Just as the four set themselves for the slaughter- theirs or the beasts', they could not be sure-chains clanked as a trainer single-handedly dragged the lunging beasts backward across the smooth flagstones, coiling the iron leashes around his arm. Lumbering from the shadows of the wall, he was a brute, not quite a giant yet greater than a man. He was bare skinned save for a steel codpiece, scabrous fur and warts stretched over grotesquely knotted muscles. Everything about him was disproportionate. His ears and nose-a broad, corded thing-dominated his head, overpowering the weak eyes buried in ridges of bone. His arms were greater than his legs, which were mighty, and his forearms greater than the rest of his arms. Even while straining with the hellhounds, the ogre swaggered with the dim confidence of muscle.

"Surrabak hold them, small chief." It was a voice burned by bad firewine and cheap pipeweed and stretched harsher by three days of carousing, but it was his natural voice.

"Rightly done. Take them back to their kennel." Cleedis boldly stepped forward, holding a hand out to stay Pinch and the others. "Stay your hand," he said sotto voce. "He can be unpredictable."

Although he wondered how much of that was for theatrical benefit, Pinch made a quick gesture to the others, the silent hand language of their brotherhood. With slow, wary care the weapons were put away.

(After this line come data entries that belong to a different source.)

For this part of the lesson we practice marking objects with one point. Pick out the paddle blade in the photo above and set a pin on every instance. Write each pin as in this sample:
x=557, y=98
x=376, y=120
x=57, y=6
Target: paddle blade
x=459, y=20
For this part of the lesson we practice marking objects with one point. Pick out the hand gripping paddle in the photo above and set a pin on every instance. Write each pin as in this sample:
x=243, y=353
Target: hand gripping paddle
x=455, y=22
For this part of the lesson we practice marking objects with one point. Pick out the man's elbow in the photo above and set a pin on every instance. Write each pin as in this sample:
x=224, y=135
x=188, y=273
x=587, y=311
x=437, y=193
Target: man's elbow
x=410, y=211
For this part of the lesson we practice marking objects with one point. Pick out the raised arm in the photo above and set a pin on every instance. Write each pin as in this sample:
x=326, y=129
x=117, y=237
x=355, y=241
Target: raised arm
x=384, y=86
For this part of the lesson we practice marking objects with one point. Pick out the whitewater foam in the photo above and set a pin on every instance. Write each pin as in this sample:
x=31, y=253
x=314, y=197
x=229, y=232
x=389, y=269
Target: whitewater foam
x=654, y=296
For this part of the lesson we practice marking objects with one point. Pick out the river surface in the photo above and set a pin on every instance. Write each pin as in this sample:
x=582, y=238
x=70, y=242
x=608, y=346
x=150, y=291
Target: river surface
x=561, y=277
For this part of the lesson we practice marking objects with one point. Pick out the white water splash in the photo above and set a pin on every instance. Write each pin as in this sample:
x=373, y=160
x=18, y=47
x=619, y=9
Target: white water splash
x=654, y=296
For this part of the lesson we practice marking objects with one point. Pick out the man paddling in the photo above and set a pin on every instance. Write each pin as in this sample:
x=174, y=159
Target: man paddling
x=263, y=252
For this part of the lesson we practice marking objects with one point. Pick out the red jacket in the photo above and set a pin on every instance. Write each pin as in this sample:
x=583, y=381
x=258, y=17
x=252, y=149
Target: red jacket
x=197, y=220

"Surrabak do. Hear small chief come back. Bring Surrabak orders from great chief?" The hellhounds were now within reach of the ogre's cudgel, and he unhesitatingly laid into them until their snarls became yelps of pain.

"The great chief is honored to have a killer like Surrabak. He says you must always obey… little chief." The last words bit against Cleedis's pride. Nonetheless, he pointed to the four foreigners and continued, "Little chief-me, Cleedis-tells you to guard these little ones. Do not let anyone come here unless they show my sign. Do you remember the sign?"